O sujeito chegou mais próximo da mesa, inclinou a boca em direção à vela e com tom de voz agudo reflutuo:
– Escute: nós é quem definimos as regras de tudo. E nas nossas regras os seus óculos são inadequados. A opção que te dou é a de descartá-lo imediatamente e que trabalhe incansavelmente, quando esta chama apagar. Se esforce em prol da conquista de um desses óculos aqui – apontou para um livro com modelos de óculos e continuou:
– No mínimo dedique a sua vida a isso. Estou te dando tantas opções de óculos e quer justamente o que não está no catálogo dos meus modelos? Quem pensa que é? Não passa de um sujeito qualquer que quer desestabilizar os meus modelos.
As palavras invadiram o ouvido de Adam como agulhas perfurando o seu corpo.
– O que há de errado com os meus óculos? Não compreendo o que há, nem sabia que ele estava fora dos padrões. – Adam replicou num tom de militância.

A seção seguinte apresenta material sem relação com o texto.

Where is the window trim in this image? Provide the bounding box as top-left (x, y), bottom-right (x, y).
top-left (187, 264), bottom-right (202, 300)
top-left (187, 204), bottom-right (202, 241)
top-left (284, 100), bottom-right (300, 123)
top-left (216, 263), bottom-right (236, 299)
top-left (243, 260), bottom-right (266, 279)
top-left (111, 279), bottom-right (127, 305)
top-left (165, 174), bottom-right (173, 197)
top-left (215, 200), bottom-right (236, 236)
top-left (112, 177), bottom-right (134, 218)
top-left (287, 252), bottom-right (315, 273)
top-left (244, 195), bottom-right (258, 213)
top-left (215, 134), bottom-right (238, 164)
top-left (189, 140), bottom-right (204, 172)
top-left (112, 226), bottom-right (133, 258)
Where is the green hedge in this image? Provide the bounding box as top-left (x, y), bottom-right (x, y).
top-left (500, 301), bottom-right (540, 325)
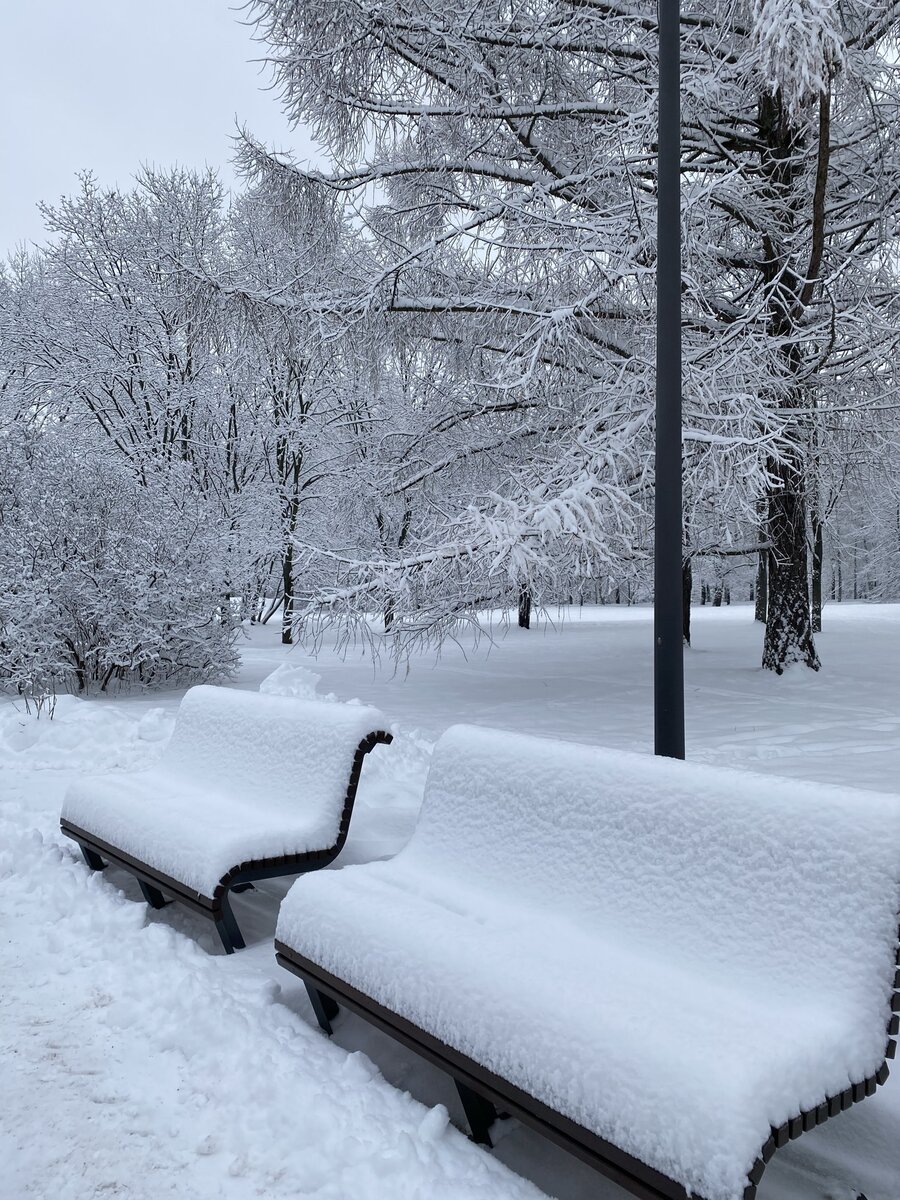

O sujeito afastou a boca da chama e fitou Adam por alguns instantes, sem dizer uma única palavra. Estava dando tempo para que Adam refletisse no que havia acabado de dizer, enquanto aguardava o momento certo de agir. Inclinou a cabeça e seus olhos estavam prontos para devorar os de Adam, quando foi enfático:
– Então você não sabe? Tudo bem. – direcionou a cabeça para o centro do corpo, sem perder os movimentos do semblante do rapaz, e continuou:
– Aguente tudo que está por vir. Saiba que você não será encarado como alguém deste mundo. Terá dificuldades em lidar com o ritmo da vida, porque não enxergará as realidades da maneira que estão sendo indicadas pelos nossos óculos, em nossos modelos. Porque nós construímos e mantemos a ordem de tudo. Você se sentirá um estúpido e todo mundo fará questão de reconhecer isso em você. É justamente por aí que se sentirá minúsculo. Em um dado momento se sentirá solitário, anônimo ou mesmo um louco. Ninguém te dará valor. Esqueça seus amigos, amores e conhecidos. O seu isolamento te transformará em algo fora da ordem. Será um ser perturbado. Já viu alguém ouvir loucos? O que vem dos sons dos loucos? Posso te transformar numa doença contagiosa e todos vão temer olhar e se aproximar de você. Deixarei que fique com seus óculos, mas o seu isolamento e a morte serão em meio a um universo coletivo. Está pronto para conviver somente consigo e para sempre? Certamente irá enlouquecer e se tornará agressivo. 

Continua...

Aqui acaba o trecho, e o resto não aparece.